React Hook Form's uncontrolled input model means the 50-field form triggers no React renders during typing. The browser handles keystroke input natively. React Hook Form reads the form values from the DOM only when needed: on submit, and on validation trigger. This is the same performance model as a plain HTML form, with the form library adding validation, error state, and submission handling on top without degrading input responsiveness.

The useFormState hook is the precision tool for optimizing re-renders in complex forms. When you have a disabled submit button that should update only when isValid or isSubmitting changes, isolate it in a child component that subscribes to only those state slices via useFormState({ control, name: ['isValid', 'isSubmitting'] }). The parent form component and the 50 field components do not re-render when submission state changes — only the button component does. This pattern scales.

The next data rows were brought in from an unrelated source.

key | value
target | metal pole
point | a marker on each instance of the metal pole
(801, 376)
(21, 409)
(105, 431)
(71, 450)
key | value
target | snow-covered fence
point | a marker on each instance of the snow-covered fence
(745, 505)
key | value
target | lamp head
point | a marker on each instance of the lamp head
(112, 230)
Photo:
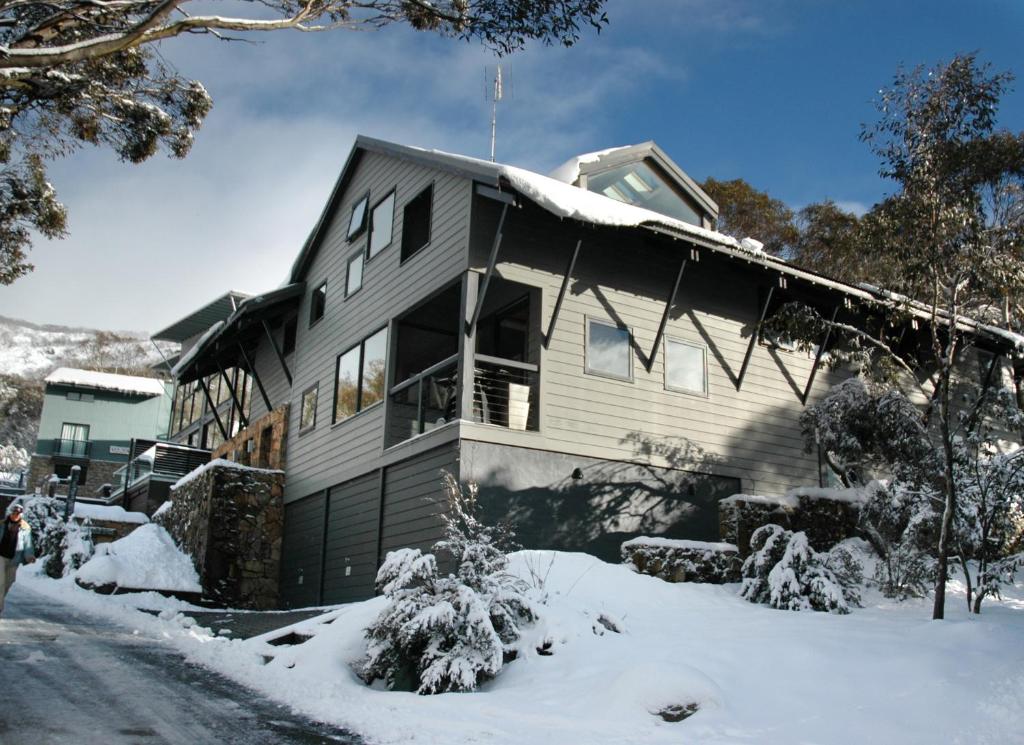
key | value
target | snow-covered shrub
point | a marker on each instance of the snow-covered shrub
(448, 632)
(76, 546)
(784, 572)
(899, 522)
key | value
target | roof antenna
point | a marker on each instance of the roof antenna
(496, 91)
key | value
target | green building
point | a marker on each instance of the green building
(89, 420)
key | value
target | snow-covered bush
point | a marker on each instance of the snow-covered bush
(784, 572)
(900, 523)
(449, 632)
(61, 548)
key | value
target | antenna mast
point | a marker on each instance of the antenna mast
(497, 94)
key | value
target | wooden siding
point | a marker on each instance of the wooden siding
(330, 454)
(301, 552)
(414, 499)
(350, 550)
(625, 278)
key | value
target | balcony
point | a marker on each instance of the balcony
(72, 448)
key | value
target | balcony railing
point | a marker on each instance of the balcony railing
(72, 448)
(505, 393)
(424, 401)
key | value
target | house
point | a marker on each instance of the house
(585, 347)
(89, 420)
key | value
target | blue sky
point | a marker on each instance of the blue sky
(773, 92)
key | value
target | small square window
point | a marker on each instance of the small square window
(317, 303)
(307, 417)
(416, 222)
(357, 221)
(381, 225)
(353, 277)
(608, 350)
(685, 366)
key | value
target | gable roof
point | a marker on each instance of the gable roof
(577, 170)
(201, 319)
(107, 381)
(566, 201)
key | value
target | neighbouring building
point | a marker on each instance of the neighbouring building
(89, 420)
(584, 346)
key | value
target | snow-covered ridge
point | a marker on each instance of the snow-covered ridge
(107, 381)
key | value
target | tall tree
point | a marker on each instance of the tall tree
(942, 246)
(747, 212)
(76, 72)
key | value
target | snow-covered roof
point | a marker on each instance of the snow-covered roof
(568, 172)
(107, 381)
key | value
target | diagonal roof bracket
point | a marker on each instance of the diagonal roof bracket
(276, 351)
(754, 338)
(492, 261)
(817, 357)
(561, 295)
(665, 315)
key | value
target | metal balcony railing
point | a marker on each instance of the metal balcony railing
(505, 393)
(424, 401)
(72, 448)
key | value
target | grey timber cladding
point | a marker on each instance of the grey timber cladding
(610, 502)
(350, 546)
(752, 434)
(414, 499)
(301, 553)
(330, 454)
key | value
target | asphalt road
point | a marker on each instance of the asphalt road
(69, 678)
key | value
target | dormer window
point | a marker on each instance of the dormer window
(641, 184)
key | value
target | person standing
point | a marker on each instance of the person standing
(15, 549)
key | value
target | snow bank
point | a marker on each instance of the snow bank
(111, 513)
(107, 381)
(885, 673)
(145, 559)
(678, 543)
(220, 464)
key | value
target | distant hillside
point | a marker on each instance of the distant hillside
(32, 351)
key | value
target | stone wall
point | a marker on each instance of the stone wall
(229, 519)
(97, 473)
(826, 516)
(262, 443)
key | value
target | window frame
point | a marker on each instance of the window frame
(430, 223)
(586, 349)
(370, 227)
(348, 271)
(364, 223)
(359, 408)
(706, 393)
(317, 301)
(314, 389)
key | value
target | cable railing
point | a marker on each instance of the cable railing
(424, 401)
(505, 393)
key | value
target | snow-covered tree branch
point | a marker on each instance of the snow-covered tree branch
(75, 72)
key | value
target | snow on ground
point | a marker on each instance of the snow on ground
(885, 673)
(146, 558)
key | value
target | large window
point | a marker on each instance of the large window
(381, 224)
(357, 222)
(608, 350)
(416, 222)
(360, 376)
(317, 303)
(307, 417)
(353, 277)
(685, 366)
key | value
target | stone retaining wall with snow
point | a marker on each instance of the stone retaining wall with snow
(826, 516)
(683, 561)
(229, 519)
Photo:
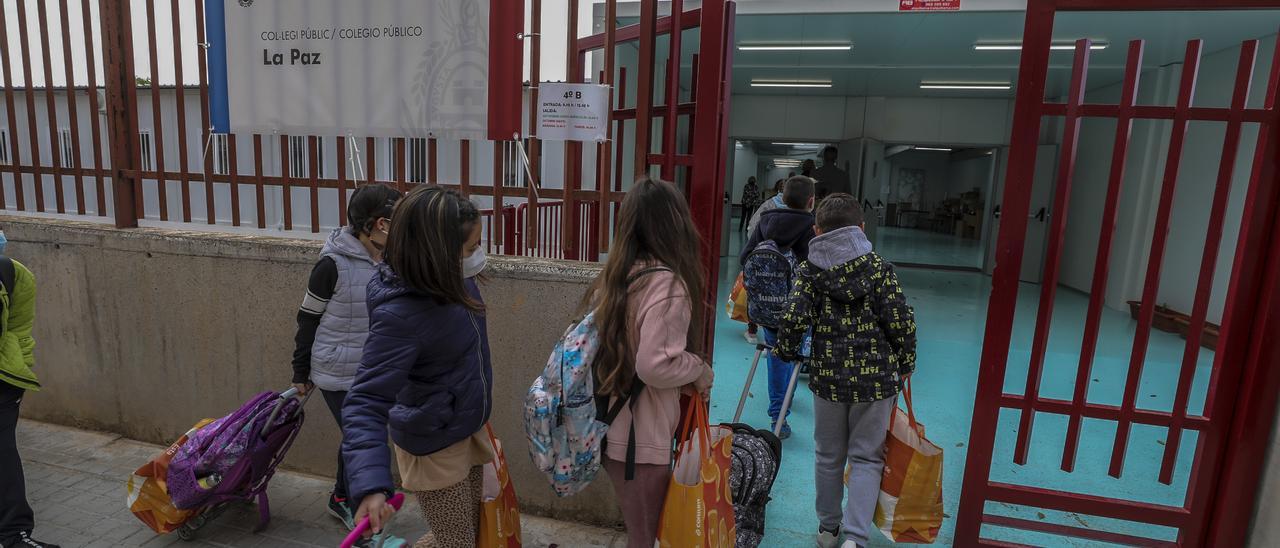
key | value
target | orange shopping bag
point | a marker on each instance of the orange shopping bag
(499, 511)
(736, 305)
(149, 496)
(910, 501)
(699, 506)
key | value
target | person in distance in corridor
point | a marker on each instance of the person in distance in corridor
(333, 320)
(17, 359)
(425, 374)
(648, 313)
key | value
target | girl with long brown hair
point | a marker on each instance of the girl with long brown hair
(648, 307)
(425, 374)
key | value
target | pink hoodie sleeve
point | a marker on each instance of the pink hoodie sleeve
(663, 314)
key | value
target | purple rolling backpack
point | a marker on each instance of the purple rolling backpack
(234, 457)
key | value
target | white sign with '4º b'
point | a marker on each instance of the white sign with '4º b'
(572, 112)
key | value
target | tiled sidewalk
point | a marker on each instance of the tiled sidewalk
(76, 483)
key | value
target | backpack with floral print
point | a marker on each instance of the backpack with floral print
(565, 420)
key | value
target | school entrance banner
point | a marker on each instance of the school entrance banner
(369, 68)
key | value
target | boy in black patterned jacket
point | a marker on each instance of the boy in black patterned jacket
(863, 350)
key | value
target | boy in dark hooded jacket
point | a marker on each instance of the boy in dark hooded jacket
(863, 351)
(790, 228)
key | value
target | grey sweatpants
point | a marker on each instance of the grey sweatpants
(851, 433)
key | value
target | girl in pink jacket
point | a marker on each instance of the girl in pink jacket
(647, 302)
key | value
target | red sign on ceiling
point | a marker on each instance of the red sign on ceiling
(928, 5)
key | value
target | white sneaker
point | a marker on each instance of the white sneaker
(827, 539)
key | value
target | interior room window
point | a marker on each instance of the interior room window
(64, 138)
(145, 142)
(222, 154)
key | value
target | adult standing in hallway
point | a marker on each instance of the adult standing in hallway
(750, 201)
(830, 177)
(17, 359)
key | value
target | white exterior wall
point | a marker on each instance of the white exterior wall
(481, 160)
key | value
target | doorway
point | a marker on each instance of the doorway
(933, 210)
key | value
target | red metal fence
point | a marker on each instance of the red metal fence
(1223, 483)
(137, 142)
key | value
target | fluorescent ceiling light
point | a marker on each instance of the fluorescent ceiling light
(1018, 46)
(965, 86)
(790, 83)
(845, 46)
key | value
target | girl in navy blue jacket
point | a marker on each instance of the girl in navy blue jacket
(425, 374)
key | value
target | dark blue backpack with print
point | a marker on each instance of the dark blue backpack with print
(768, 275)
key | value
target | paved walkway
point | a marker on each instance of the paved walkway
(76, 483)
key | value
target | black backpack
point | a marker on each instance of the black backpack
(768, 274)
(755, 461)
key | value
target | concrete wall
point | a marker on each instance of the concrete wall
(145, 332)
(1143, 178)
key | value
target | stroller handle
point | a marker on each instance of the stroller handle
(396, 502)
(279, 405)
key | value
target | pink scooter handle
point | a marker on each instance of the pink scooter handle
(396, 502)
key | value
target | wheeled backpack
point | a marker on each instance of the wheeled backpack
(757, 459)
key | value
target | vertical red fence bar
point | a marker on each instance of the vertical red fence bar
(156, 117)
(433, 174)
(51, 108)
(371, 159)
(568, 228)
(32, 129)
(709, 131)
(671, 119)
(1102, 261)
(465, 156)
(233, 173)
(534, 147)
(1032, 72)
(10, 114)
(206, 127)
(181, 101)
(259, 182)
(342, 179)
(644, 85)
(1151, 288)
(286, 178)
(1212, 243)
(401, 181)
(604, 154)
(95, 126)
(499, 176)
(1249, 329)
(312, 182)
(72, 112)
(621, 136)
(122, 113)
(1054, 256)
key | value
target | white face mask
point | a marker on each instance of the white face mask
(474, 265)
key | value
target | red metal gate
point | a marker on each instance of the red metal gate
(705, 135)
(1234, 428)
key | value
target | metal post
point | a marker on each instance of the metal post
(117, 27)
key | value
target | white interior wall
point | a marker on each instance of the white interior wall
(1142, 186)
(920, 120)
(936, 167)
(745, 164)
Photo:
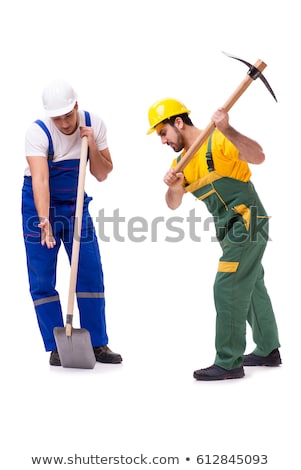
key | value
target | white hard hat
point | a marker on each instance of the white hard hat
(59, 98)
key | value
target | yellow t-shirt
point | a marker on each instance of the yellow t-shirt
(225, 158)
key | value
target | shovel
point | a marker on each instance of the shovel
(74, 344)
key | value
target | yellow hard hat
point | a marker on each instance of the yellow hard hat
(164, 109)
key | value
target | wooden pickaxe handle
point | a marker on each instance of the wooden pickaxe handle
(260, 66)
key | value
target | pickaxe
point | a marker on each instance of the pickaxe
(254, 72)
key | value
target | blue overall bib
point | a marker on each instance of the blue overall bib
(42, 262)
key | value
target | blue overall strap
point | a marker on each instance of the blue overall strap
(209, 158)
(45, 129)
(88, 124)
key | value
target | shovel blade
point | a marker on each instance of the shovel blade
(75, 351)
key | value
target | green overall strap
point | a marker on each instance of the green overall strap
(209, 158)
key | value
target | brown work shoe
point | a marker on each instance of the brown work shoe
(54, 358)
(271, 360)
(105, 355)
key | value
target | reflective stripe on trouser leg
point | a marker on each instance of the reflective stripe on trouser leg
(41, 265)
(233, 294)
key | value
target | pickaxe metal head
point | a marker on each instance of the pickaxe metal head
(254, 73)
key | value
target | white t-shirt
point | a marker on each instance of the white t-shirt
(66, 147)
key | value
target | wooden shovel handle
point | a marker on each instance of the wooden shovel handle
(77, 233)
(260, 65)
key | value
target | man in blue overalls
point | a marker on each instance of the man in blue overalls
(49, 192)
(219, 175)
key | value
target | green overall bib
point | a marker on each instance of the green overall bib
(240, 294)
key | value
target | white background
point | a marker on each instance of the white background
(121, 56)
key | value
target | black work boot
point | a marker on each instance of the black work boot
(215, 372)
(272, 360)
(105, 355)
(54, 358)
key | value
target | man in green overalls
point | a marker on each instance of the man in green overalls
(219, 175)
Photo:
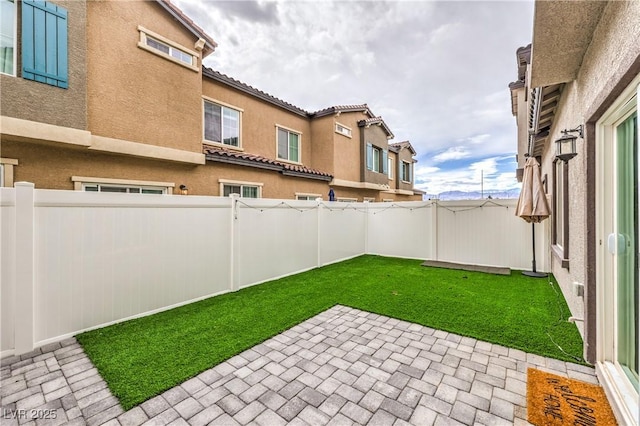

For forms with genuinely expensive field components — rich text editors, complex date pickers, file upload previews — the Controller component from React Hook Form wraps controlled third-party components while keeping React Hook Form's registration and validation in sync. The shouldUnregister option controls whether field values are cleared when their component unmounts, which matters in multi-step forms where steps mount and unmount.

Formik's controlled model becomes a performance liability at scale. A 50-field form re-renders the entire component tree on every keystroke in every field. With React DevTools Profiler, you can observe this as a continuous stream of renders during typing. The workaround in Formik is memoizing field components with React.memo and ensuring stable prop references with useCallback, but this is engineering effort to approximate what React Hook Form provides by default. For forms with more than about 15 fields, React Hook Form's uncontrolled model is the architecturally correct choice, not a premature optimization.